STAN: Important caveat: NBC also says the judge did not explicitly tell Musk not to travel, and that the issue would matter only if OpenAI, Microsoft, or the judge called him back to testify. As of NBC's midday report, he had not been recalled. So this is not a court finding of misconduct. It is atmosphere: the plaintiff in a massive trial is abroad while the defense is wrapping its case.

DAVID: Let's zoom out. The jury has now heard three weeks of testimony. What are the closing themes likely to be?

STAN: Musk's closing is likely to be about promise and betrayal: a nonprofit founded to benefit humanity, donations made in trust, insiders who converted the mission into a private value machine, and Microsoft as the commercial accelerator. OpenAI's closing is likely to be about reality and motive: Musk wanted control, left when he did not get it, built a competitor, and is now trying to unwind a structure that created enormous value for the nonprofit mission.

MARCUS: And Wednesday's testimony helps OpenAI end on practicality. Compute is expensive. Nonprofits can have large for-profit affiliates. The charitable entity owns a huge stake. The money went to functional expenses. The safety challenge to Musk was real enough that employees memorialized it as lore. That's a tidy closing package.

DAVID: But not a verdict.

STAN: Not even close. We still do not have public transcripts for the final days. We do not have a ruling on the curative-instruction request. We do not have the jury instructions in hand. And the jury's role may be advisory on some equitable issues, with Judge Gonzalez Rogers ultimately deciding remedies. So anyone declaring a winner tonight is selling confidence they don't have.

DAVID: The most honest version is this: the evidence phase appears to be over. The defense ended by trying to turn Musk's origin story inside out.

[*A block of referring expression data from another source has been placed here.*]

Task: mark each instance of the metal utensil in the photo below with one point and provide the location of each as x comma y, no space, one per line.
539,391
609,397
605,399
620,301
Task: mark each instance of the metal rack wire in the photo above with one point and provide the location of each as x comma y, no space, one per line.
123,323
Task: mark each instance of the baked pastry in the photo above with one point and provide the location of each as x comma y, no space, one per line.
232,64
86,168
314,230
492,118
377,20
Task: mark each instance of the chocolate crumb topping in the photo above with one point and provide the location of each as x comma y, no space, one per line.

In Musk's version, OpenAI was born from safety alarm and stolen by profit. In OpenAI's version, the mission required money, compute, and structure — and Musk's own urgency about racing to AGI complicates his claim to be the sole guardian of the mission.

MARCUS: Tomorrow, the lawyers get one last chance to tell the jury what all of that means.

DAVID: We'll keep watching the docket for transcripts, minute entries, rulings, and any public order that changes the record. For now, this has been The Synthetic Lens. I'm David Carver. Stay critical. This episode is based on the official Northern District of California case page, CourtListener and RECAP checks, Judge Gonzalez Rogers' public calendar, and current reporting from The Verge, Courthouse News, Business Insider, and NBC News.